I can only assume the problems were caused by something in cups or clamav since things seemed to work okay after a few tweaks upon re-emerging without most of the USE flags recommended in the guide. 

WOHOO!!! My share is finally working!!!

----------

## gr0x0rd

***********************

After getting my shares working, I was very disheartened to find the streaming capabilities were awful- I couldnt even play an mp3 file over a wired network without skippage. The straw that broke the camel's back with my Microsoft adventures was the fact that in Vista the tcp/ip stack was rewritten for multimedia applications; with a Vista server and an XP client, a streaming video would skip and stutter even over a wired connection. Even with registry tweaks etc. it was simply unacceptable. So I was very discouraged to find Gentoo/samba couldnt provide a simple media streaming solution out-of-the-box with a Gentoo server and windows client.
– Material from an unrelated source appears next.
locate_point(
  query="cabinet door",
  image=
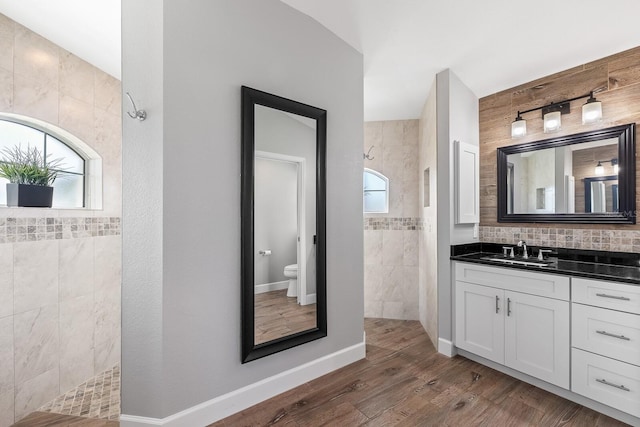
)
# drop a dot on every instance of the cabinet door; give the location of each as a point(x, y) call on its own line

I tested the filesystem being harnessed by samba, different applications on the client, and always used a bandwidth monitor to see network speed. The behaviour was always the same despite the environmental changes I made. The odd thing was, whenever I put a load on the connection (such as copying over a big file in the background while streaming a video file) the performance of the streamed video increased dramatically. This got me scratching my head.

I found a samba tuning guide at o'reilly's website which was a great resource. Here's the link:

http://www.oreilly.com/catalog/samba/chapter/book/appb_02.html

Adding the following to my smb.conf

socket options = TCP_NODELAY SO_RCVBUF=16384 SO_SNDBUF=16384 IPTOS_LOWDELAY

increased the performance slightly, but media files are still basically unwatchable from the windows client unless there is a load on the network, and even with a load still skip and stutter somewhat.

I am going to get a GentooVM going on the same machine and see if the problem also occurs when going linux-linux. If anyone has any input in the meantime I'd certainly appreciate it. Cheers,

----------

## gr0x0rd

YESSSS!!!!! Upgrading to the 2.6.23r3 kernel fixed the problem- my files now play over the network without issue. Looks like Christmas came early this year, thanks to the devs!!

----------

## Pearlseattle

This is funny - I have exactly the same problem now, after setting up SMB/CIFS. If I try to play with mplayer a video from a SMB/CIFS-mounted filesystem the video is extremely slow, but if I transfer at the same time a file, the video is perfectly smooth.

I'm using xen-sources 2.6.21 (the latest version), so until 2.6.23 is released I will use NFS to watch videos.

----------